Me with Mum. Top picture shows Ma Ward and bottom one Freda Curtis.I have just been bathed in a tin bath on the stoep.
I was baptised at All Saints Huntington on 22 December 1946. This was the church where Mum and Dad had married in 1941. p.38. I still have the copy of "Nimrod" played on that occasion and suitably inscribed. It has remained a favourite piece! Auntie Nellie was my godmother and I think my grandfather was my godfather. This was a Britain in the grip of rationing and a bitter winter. Dad describes keeping me quiet at the Gloucester digs by throwing a ball of wool in the air. page. 39 describes the epic journey by flying boat to Lourenco Marques. They took off from a small Heathrow airport in the Dakota with me balanced precariously on top of a carrycot full of nappies. The flying boat was boarded on the Nile. Dad had very little money at this stage. At 3 months I was the youngest ever passenger on the flying boats. page 42 describes the train journey to Joburg where they returned to the coupe to find me gone and being comforted by the conductor (a Portuguese engineer). This links to a childhood memory of waking at night and finding nobody there. I do not think this ever actually happened!
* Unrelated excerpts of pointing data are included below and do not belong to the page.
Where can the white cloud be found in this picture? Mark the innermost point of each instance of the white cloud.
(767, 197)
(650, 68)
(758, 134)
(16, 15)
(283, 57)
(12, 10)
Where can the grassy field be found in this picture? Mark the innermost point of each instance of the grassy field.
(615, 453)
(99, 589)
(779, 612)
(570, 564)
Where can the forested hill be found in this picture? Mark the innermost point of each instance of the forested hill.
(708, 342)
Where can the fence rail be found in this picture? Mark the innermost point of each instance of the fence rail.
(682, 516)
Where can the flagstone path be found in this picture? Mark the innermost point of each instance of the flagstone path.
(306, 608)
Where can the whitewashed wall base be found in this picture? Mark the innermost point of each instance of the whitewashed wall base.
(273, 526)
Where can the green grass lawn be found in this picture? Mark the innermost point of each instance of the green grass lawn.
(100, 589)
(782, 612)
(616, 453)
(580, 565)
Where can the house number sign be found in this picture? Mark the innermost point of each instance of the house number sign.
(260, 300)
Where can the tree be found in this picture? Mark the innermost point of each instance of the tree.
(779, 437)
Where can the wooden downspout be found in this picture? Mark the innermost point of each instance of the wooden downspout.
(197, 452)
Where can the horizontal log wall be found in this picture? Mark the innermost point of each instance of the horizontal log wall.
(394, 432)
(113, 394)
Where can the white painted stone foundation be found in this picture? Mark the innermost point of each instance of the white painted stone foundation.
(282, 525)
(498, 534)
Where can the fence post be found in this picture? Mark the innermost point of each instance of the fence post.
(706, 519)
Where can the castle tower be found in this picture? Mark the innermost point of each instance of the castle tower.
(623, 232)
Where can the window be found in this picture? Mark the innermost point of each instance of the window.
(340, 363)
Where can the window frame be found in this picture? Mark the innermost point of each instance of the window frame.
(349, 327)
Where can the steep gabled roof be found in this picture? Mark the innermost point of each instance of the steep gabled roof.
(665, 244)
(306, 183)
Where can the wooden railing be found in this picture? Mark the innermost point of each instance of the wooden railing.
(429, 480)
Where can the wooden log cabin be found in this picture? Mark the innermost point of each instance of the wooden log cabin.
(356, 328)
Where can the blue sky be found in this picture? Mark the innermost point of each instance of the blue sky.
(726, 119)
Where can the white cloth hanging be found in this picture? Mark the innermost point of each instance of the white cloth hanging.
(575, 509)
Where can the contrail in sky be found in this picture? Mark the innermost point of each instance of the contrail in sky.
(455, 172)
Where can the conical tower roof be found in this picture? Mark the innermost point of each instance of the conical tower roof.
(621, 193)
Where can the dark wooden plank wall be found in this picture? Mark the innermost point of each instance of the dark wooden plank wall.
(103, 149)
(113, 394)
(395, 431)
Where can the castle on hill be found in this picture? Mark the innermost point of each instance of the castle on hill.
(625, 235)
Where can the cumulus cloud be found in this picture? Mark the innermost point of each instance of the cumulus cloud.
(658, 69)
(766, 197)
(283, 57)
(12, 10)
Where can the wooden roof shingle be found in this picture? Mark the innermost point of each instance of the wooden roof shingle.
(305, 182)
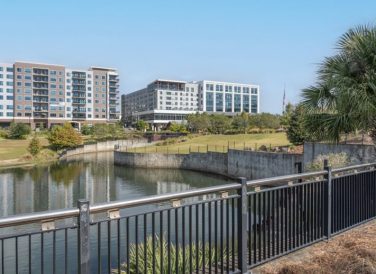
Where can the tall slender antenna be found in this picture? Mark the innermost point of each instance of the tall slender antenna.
(284, 98)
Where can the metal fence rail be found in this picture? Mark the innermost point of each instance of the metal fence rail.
(228, 229)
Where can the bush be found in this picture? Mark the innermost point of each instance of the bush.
(335, 160)
(137, 253)
(34, 146)
(19, 131)
(64, 136)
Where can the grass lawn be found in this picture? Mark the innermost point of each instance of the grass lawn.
(220, 143)
(14, 149)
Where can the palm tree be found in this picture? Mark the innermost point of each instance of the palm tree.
(344, 99)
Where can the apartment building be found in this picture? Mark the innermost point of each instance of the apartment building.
(164, 101)
(44, 95)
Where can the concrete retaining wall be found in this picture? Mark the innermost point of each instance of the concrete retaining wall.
(235, 163)
(104, 146)
(357, 153)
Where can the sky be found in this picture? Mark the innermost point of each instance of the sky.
(272, 43)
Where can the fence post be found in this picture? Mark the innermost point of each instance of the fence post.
(328, 177)
(83, 237)
(242, 226)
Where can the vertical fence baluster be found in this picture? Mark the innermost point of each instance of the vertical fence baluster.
(242, 226)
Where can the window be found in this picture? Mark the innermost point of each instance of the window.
(209, 101)
(218, 102)
(228, 103)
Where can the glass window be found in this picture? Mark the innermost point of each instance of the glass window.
(228, 103)
(219, 102)
(209, 101)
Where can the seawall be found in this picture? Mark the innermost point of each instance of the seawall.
(235, 163)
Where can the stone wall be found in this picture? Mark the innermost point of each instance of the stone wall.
(357, 153)
(235, 163)
(104, 146)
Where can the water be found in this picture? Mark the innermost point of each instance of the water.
(60, 185)
(92, 176)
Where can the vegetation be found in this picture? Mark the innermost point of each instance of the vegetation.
(294, 122)
(140, 268)
(218, 142)
(141, 125)
(64, 136)
(336, 160)
(18, 131)
(343, 100)
(222, 124)
(34, 146)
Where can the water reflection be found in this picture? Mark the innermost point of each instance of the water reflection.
(92, 176)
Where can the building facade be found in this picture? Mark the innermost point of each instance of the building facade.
(164, 101)
(43, 94)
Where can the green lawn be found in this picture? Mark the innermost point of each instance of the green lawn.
(220, 143)
(14, 149)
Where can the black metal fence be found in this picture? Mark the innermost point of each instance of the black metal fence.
(227, 229)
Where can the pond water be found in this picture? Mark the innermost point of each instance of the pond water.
(91, 176)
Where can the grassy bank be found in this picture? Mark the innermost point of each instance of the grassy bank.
(15, 153)
(217, 143)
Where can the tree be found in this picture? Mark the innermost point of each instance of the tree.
(343, 100)
(296, 131)
(19, 131)
(141, 125)
(241, 122)
(34, 146)
(64, 136)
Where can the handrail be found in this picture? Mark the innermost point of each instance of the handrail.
(284, 178)
(162, 198)
(22, 219)
(346, 168)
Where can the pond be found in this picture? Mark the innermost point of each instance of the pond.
(91, 176)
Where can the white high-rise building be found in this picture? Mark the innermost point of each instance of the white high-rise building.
(164, 101)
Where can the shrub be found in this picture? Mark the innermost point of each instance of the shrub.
(335, 160)
(140, 267)
(34, 146)
(64, 136)
(19, 131)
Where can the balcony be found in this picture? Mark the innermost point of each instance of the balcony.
(40, 79)
(40, 71)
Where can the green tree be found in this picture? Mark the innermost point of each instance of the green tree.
(18, 131)
(343, 100)
(34, 146)
(296, 131)
(241, 122)
(64, 136)
(141, 125)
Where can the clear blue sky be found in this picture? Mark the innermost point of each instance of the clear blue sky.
(263, 42)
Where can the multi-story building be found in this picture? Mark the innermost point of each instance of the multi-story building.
(164, 101)
(44, 94)
(6, 92)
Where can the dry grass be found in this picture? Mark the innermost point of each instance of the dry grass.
(351, 252)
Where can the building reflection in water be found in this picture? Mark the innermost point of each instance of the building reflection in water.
(91, 176)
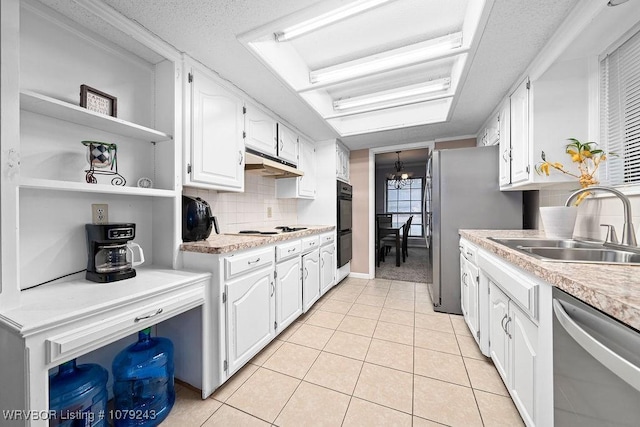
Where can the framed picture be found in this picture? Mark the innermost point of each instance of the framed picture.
(100, 102)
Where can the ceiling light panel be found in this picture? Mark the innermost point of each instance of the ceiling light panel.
(419, 73)
(395, 97)
(327, 19)
(388, 27)
(398, 58)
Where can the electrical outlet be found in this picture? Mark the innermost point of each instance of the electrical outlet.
(99, 213)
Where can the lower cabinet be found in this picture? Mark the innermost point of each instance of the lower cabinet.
(514, 349)
(250, 316)
(288, 292)
(310, 279)
(327, 267)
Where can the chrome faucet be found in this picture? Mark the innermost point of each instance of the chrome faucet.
(628, 230)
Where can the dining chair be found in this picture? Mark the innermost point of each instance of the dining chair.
(405, 238)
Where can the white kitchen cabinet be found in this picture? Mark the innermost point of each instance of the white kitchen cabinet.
(327, 267)
(504, 143)
(216, 126)
(543, 114)
(287, 144)
(288, 284)
(250, 316)
(261, 131)
(514, 323)
(498, 338)
(303, 187)
(519, 123)
(342, 162)
(310, 279)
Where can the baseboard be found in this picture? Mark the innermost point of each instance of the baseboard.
(366, 276)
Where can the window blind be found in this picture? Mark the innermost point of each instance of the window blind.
(620, 111)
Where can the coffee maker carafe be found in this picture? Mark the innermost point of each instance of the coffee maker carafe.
(111, 252)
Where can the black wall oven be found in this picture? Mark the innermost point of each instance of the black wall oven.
(344, 223)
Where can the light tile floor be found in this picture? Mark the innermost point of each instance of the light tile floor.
(369, 353)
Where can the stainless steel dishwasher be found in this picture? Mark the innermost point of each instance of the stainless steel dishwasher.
(596, 367)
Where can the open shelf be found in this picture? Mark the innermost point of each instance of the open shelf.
(82, 187)
(42, 104)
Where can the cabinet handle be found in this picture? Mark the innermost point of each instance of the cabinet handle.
(148, 316)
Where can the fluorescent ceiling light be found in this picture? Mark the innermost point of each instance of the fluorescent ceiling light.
(327, 19)
(402, 57)
(413, 93)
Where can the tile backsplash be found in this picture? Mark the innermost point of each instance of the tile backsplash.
(257, 207)
(594, 211)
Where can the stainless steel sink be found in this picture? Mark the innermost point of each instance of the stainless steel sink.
(569, 250)
(546, 243)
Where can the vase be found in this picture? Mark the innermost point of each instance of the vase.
(559, 221)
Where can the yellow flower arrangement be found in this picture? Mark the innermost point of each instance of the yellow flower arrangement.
(588, 159)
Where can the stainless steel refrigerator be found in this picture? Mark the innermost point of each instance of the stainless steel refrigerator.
(462, 192)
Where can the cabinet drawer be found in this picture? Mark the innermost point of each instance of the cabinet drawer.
(102, 332)
(289, 249)
(327, 238)
(469, 251)
(520, 288)
(241, 263)
(310, 243)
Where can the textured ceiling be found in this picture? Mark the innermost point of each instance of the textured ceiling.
(208, 30)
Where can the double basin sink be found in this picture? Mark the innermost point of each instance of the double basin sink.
(570, 250)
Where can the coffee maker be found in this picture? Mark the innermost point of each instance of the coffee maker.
(111, 252)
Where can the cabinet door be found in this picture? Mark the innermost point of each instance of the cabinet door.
(464, 288)
(250, 316)
(327, 267)
(498, 339)
(217, 147)
(524, 349)
(473, 279)
(287, 144)
(307, 164)
(504, 138)
(310, 279)
(261, 131)
(288, 292)
(519, 121)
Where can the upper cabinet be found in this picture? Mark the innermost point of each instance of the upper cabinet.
(215, 129)
(260, 131)
(303, 187)
(519, 120)
(287, 144)
(342, 162)
(542, 114)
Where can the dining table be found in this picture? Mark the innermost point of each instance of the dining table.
(387, 230)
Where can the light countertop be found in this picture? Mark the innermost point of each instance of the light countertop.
(613, 289)
(223, 243)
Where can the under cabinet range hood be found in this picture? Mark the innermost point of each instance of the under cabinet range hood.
(269, 166)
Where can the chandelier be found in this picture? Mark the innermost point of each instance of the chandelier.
(398, 179)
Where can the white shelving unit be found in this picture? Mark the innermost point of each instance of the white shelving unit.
(45, 105)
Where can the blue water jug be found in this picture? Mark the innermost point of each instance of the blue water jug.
(143, 389)
(78, 395)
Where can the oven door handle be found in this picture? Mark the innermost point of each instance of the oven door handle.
(617, 364)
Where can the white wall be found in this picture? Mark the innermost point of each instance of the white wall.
(248, 210)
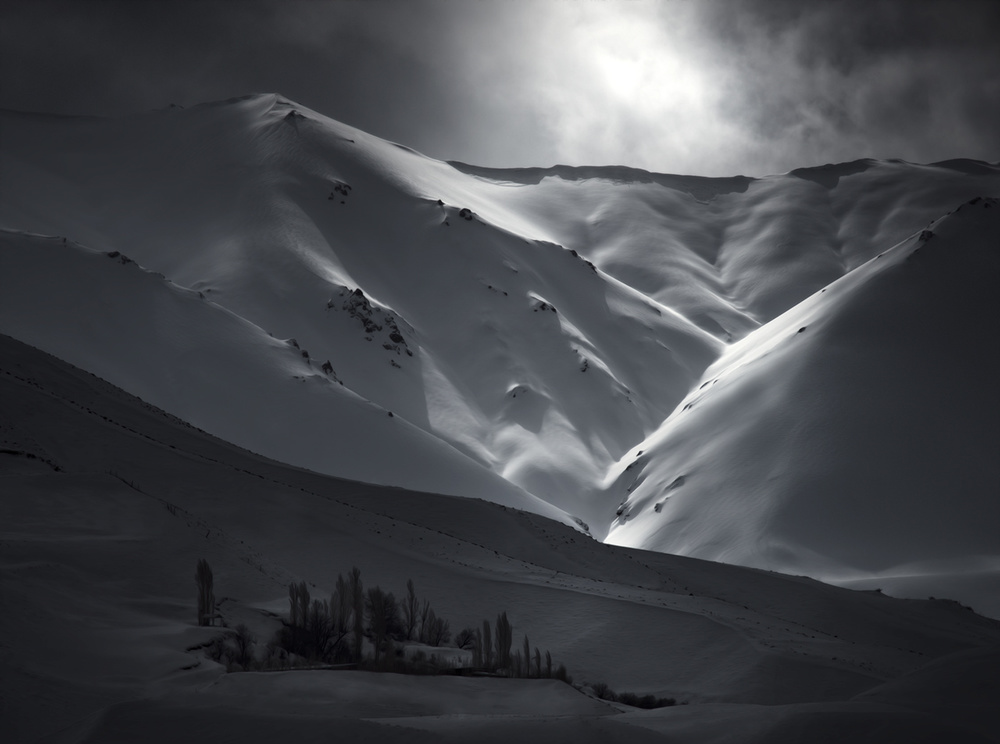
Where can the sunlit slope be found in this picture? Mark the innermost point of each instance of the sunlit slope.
(108, 504)
(732, 253)
(515, 351)
(181, 352)
(540, 321)
(856, 434)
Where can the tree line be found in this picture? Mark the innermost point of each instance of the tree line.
(369, 628)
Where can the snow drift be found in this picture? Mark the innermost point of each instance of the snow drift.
(855, 435)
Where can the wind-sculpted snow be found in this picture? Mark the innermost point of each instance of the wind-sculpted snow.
(179, 351)
(855, 436)
(542, 322)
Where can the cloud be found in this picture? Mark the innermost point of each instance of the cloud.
(706, 87)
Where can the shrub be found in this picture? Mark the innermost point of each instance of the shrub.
(206, 593)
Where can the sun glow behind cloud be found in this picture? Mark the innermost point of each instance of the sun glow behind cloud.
(708, 87)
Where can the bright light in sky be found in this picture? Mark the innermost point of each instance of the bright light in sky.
(708, 87)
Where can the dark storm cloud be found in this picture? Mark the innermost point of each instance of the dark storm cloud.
(704, 87)
(914, 80)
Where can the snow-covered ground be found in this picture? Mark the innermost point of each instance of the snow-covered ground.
(108, 504)
(854, 438)
(602, 346)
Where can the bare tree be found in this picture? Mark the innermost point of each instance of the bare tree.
(411, 610)
(466, 638)
(358, 609)
(487, 646)
(244, 641)
(503, 641)
(206, 593)
(377, 626)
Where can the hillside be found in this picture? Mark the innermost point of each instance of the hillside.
(108, 504)
(852, 438)
(344, 304)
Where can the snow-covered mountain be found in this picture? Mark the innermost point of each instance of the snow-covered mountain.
(107, 504)
(531, 330)
(853, 437)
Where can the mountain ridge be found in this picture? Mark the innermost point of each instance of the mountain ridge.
(549, 322)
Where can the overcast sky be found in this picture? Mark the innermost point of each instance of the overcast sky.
(705, 87)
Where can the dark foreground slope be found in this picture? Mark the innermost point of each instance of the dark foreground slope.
(107, 504)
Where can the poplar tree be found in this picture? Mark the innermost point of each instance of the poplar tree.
(206, 593)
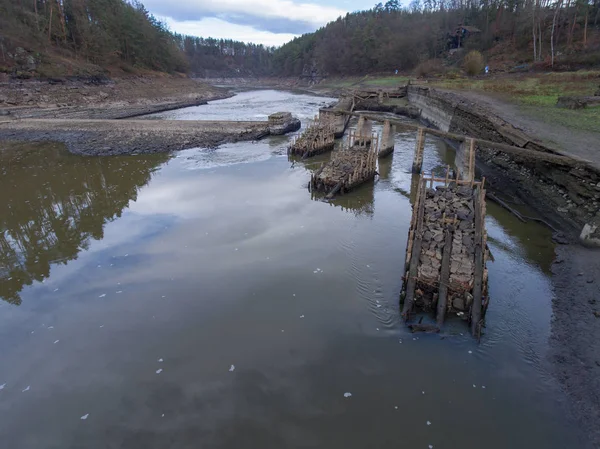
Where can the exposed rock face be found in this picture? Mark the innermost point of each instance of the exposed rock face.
(567, 197)
(282, 123)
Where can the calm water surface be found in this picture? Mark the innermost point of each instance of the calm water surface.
(204, 300)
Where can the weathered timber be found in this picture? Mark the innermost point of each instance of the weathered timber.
(419, 150)
(318, 138)
(442, 267)
(348, 167)
(337, 115)
(411, 278)
(444, 276)
(479, 264)
(509, 149)
(387, 139)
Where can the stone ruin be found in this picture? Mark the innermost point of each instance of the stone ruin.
(448, 282)
(448, 206)
(347, 168)
(283, 122)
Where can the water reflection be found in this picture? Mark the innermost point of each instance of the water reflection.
(54, 203)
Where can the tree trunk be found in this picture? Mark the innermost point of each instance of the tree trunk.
(570, 39)
(533, 29)
(50, 24)
(552, 33)
(585, 27)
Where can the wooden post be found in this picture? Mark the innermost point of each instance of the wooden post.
(444, 277)
(411, 282)
(478, 277)
(420, 146)
(471, 161)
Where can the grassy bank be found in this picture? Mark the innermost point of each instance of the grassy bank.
(537, 94)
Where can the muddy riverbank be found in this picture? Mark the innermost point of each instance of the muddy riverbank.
(567, 199)
(103, 98)
(161, 300)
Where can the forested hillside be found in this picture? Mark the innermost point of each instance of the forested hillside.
(100, 32)
(386, 38)
(49, 38)
(216, 58)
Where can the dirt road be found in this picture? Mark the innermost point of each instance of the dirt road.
(583, 144)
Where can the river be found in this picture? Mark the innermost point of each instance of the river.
(204, 300)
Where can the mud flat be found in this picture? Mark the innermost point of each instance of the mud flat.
(567, 197)
(113, 137)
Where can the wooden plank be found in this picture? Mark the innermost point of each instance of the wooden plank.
(444, 277)
(510, 149)
(416, 254)
(478, 278)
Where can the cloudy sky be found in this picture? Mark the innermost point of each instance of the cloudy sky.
(268, 22)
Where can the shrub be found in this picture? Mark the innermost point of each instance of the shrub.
(429, 67)
(473, 63)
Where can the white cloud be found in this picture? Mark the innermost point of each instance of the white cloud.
(272, 15)
(219, 29)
Typically having arrived at Ma Ward's in Orange Grove Dad was off to St Mary's cathedral organ! This was the great lure which led him back to a better life in South Africa! Here I am aged 3 months - lots of hair and quite chubby! I already have quite distinctive eyebrows and wide nose. The photo was taken at 46 Stonegate York. Curiously I have visited All Saints Huntingdon on a number of occasions but always found it locked. Ma Ward was quite formidable but she had been very kind to Dad in the war. Freda her daughter was married to Roy Curtis. They had two boys and unfortuantely Brian was bitten by Mrs Curtis's Alsatian (I was never keen on dogs). Later they all moved to Chingola and eventually Gillingham. I went to Freda's funeral in Wallington.